Numerical Analysis/Newton form example

We'll find the interpolating polynomial passing through the points ${\displaystyle (1,-6)=(x_{0},y_{0})}$, ${\displaystyle (2,2)=(x_{1},y_{1})}$, ${\displaystyle (4,12)=(x_{2},y_{2})}$, using the Newton form of the interpolation polynomial.

The Newton form is given by the formula ${\displaystyle p(x)=\sum _{j=0}^{k}a_{j}n_{j}(x)}$, where ${\displaystyle a_{j}=[y_{0},\ldots ,y_{j}]}$ and ${\displaystyle n_{j}(x)=\prod _{i=0}^{j-1}(x-x_{i})}$, with ${\displaystyle n_{0}(x)=1}$. We start by finding each ${\displaystyle n_{j}(x)}$.

${\displaystyle n_{0}(x)=1}$

${\displaystyle n_{1}(x)=x-1}$

${\displaystyle n_{2}(x)=(x-1)(x-2)=x^{2}-3x+2}$

Next, we find the necessary divided differences. First, ${\displaystyle [y_{0}]=-6}$, ${\displaystyle [y_{1}]=2}$, and ${\displaystyle [y_{2}]=12}$. For the next level, we have:

${\displaystyle [y_{0},y_{1}]={\frac {2+6}{2-1}}=8}$

${\displaystyle [y_{1},y_{2}]={\frac {12-2}{4-2}}=5}$

Finally, we can find:

${\displaystyle [y_{0},y_{1},y_{2}]={\frac {5-8}{4-1}}=-1}$.
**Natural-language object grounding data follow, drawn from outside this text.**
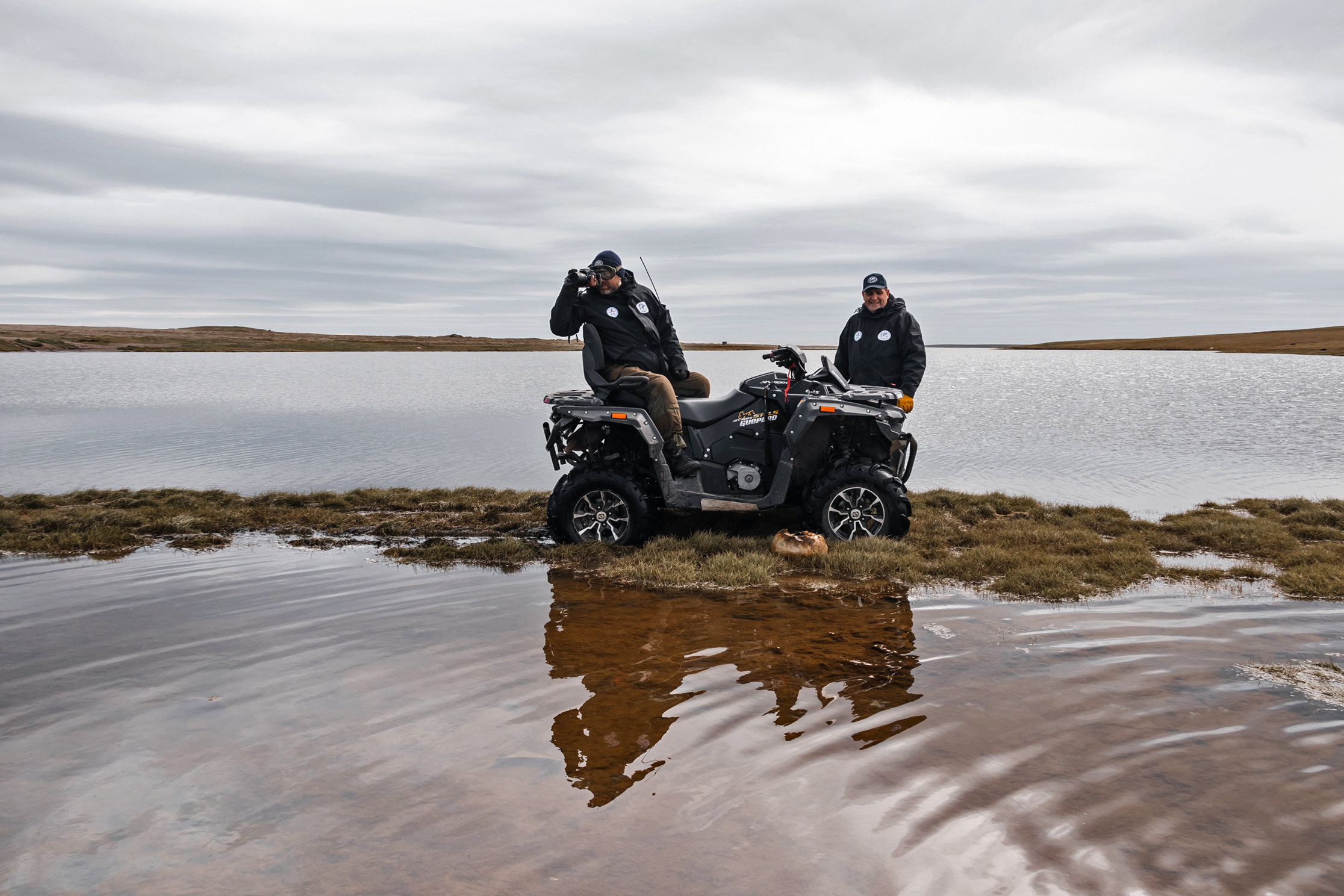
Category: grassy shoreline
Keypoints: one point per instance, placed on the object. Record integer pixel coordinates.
(1003, 544)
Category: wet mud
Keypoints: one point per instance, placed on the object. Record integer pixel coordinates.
(264, 720)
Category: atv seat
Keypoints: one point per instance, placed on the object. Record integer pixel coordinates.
(702, 411)
(605, 390)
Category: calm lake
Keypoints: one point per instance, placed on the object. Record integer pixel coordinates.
(275, 720)
(1150, 432)
(268, 719)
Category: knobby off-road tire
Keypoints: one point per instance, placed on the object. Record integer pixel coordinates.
(603, 503)
(858, 500)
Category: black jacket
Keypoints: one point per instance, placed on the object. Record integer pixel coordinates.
(882, 348)
(636, 328)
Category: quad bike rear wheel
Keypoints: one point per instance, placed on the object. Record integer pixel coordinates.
(601, 504)
(858, 500)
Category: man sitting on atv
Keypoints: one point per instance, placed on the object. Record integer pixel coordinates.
(638, 340)
(882, 344)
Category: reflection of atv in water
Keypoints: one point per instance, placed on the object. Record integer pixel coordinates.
(779, 440)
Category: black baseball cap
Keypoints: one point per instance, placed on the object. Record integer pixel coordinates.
(606, 260)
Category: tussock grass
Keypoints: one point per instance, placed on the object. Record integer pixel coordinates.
(97, 521)
(1323, 682)
(1007, 544)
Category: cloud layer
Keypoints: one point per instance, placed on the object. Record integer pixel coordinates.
(1030, 171)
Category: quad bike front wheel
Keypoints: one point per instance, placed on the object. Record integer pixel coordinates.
(859, 502)
(600, 504)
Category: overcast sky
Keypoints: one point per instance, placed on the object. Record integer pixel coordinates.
(1019, 171)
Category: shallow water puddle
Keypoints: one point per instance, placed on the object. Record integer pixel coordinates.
(273, 720)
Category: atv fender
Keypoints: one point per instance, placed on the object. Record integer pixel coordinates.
(641, 422)
(889, 421)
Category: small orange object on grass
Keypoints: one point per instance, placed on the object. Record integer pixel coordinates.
(786, 543)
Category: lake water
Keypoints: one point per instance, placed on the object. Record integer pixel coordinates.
(273, 720)
(1150, 432)
(267, 719)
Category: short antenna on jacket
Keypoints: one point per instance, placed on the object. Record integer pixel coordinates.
(651, 280)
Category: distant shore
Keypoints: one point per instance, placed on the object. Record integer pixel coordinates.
(1322, 340)
(36, 338)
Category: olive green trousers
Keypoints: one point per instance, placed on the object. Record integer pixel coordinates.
(661, 395)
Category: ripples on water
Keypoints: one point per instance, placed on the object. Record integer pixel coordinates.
(1151, 432)
(267, 719)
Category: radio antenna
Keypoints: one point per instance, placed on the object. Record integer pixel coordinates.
(651, 280)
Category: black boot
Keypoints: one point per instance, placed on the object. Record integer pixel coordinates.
(682, 464)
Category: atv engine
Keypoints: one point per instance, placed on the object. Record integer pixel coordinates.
(745, 476)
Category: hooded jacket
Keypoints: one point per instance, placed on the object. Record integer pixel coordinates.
(882, 348)
(636, 328)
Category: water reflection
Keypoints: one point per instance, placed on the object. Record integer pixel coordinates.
(635, 649)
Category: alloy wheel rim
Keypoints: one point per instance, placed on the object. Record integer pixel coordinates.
(856, 512)
(601, 516)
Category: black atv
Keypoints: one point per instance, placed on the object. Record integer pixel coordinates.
(786, 438)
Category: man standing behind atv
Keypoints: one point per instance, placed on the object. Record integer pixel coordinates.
(638, 340)
(882, 344)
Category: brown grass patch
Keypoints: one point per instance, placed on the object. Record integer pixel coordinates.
(1006, 544)
(1323, 682)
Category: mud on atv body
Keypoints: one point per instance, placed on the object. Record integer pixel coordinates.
(783, 438)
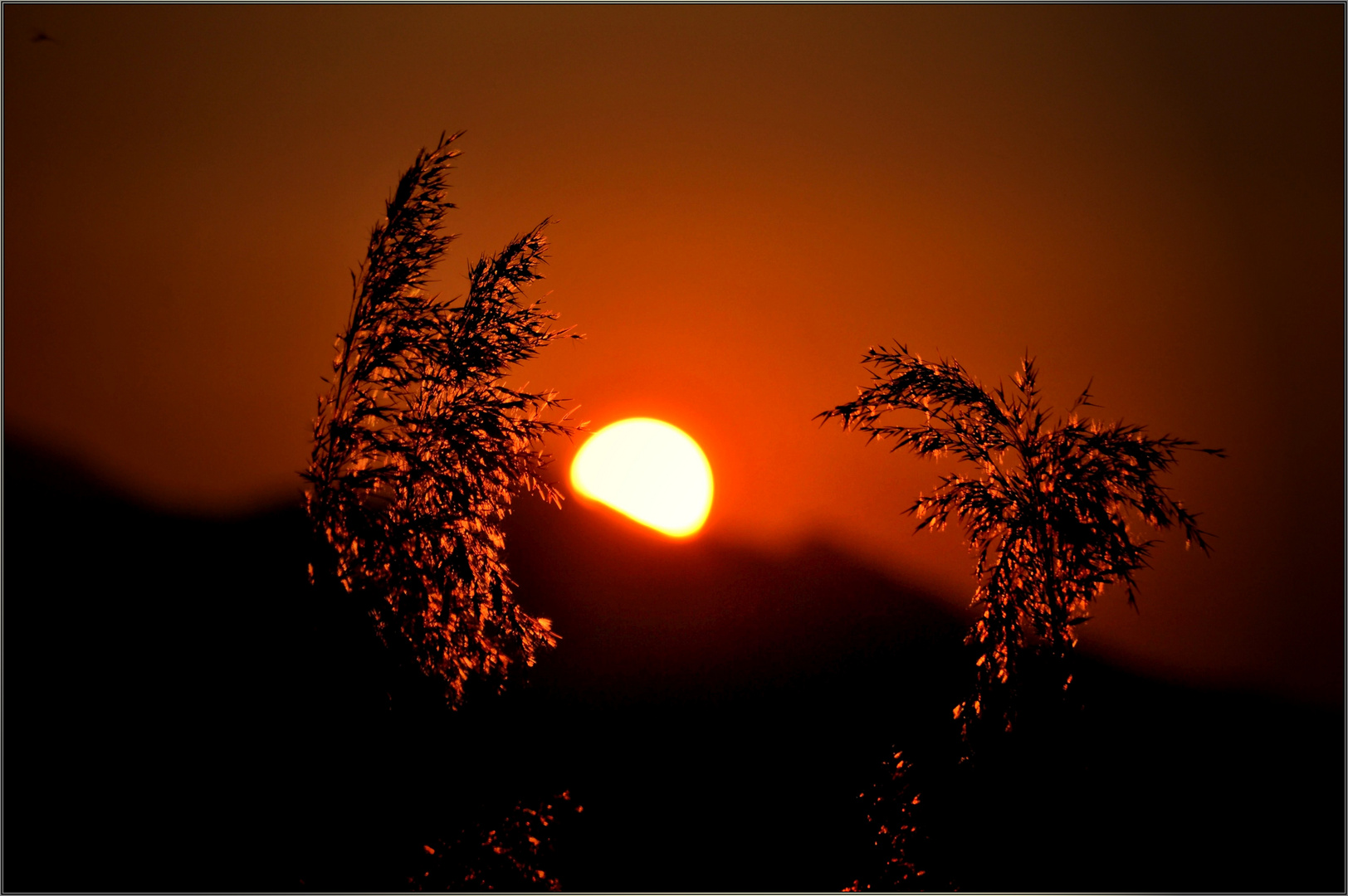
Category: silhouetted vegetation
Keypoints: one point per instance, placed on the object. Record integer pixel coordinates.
(1047, 514)
(419, 446)
(507, 853)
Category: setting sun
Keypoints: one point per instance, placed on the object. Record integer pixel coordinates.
(648, 470)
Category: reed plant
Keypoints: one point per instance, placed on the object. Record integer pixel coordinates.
(1047, 509)
(419, 445)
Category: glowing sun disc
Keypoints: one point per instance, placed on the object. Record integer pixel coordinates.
(648, 470)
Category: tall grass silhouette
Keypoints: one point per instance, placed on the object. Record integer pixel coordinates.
(1047, 511)
(419, 446)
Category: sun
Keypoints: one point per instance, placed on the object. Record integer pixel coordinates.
(648, 470)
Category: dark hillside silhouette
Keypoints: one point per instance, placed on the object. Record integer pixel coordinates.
(181, 716)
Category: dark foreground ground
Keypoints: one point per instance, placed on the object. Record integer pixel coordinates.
(183, 712)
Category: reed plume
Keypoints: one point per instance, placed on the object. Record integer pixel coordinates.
(419, 446)
(1045, 514)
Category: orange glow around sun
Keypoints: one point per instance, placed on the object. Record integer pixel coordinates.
(648, 470)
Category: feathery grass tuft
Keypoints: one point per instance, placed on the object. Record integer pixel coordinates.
(1047, 511)
(419, 446)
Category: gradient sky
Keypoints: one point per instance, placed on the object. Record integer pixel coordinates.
(745, 198)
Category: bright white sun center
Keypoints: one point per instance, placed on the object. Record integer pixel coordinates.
(650, 470)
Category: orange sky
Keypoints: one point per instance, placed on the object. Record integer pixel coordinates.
(747, 198)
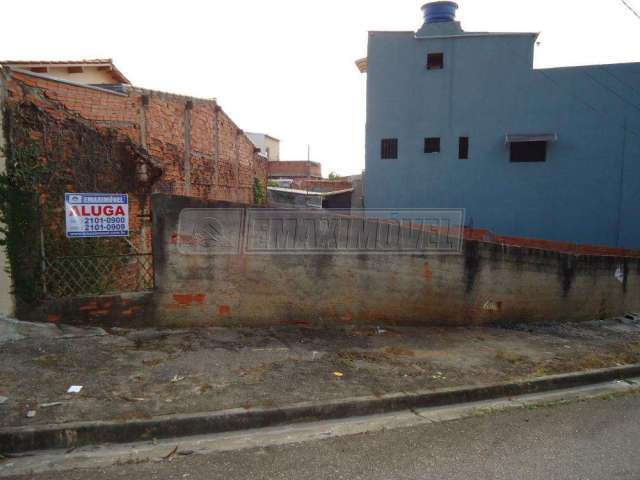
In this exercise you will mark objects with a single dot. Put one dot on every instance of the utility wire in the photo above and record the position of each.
(626, 4)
Now, we can find the coefficients ${\displaystyle a_{j}}$.

${\displaystyle a_{0}=[y_{0}]=-6}$

${\displaystyle a_{1}=[y_{0},y_{1}]=8}$

${\displaystyle a_{2}=[y_{0},y_{1},y_{2}]=-1}$

Substituting and simplifying, we get our interpolating polynomial:

${\displaystyle p(x)=-6+8(x-1)-(x^{2}-3x+2)=-x^{2}+11x-16}$.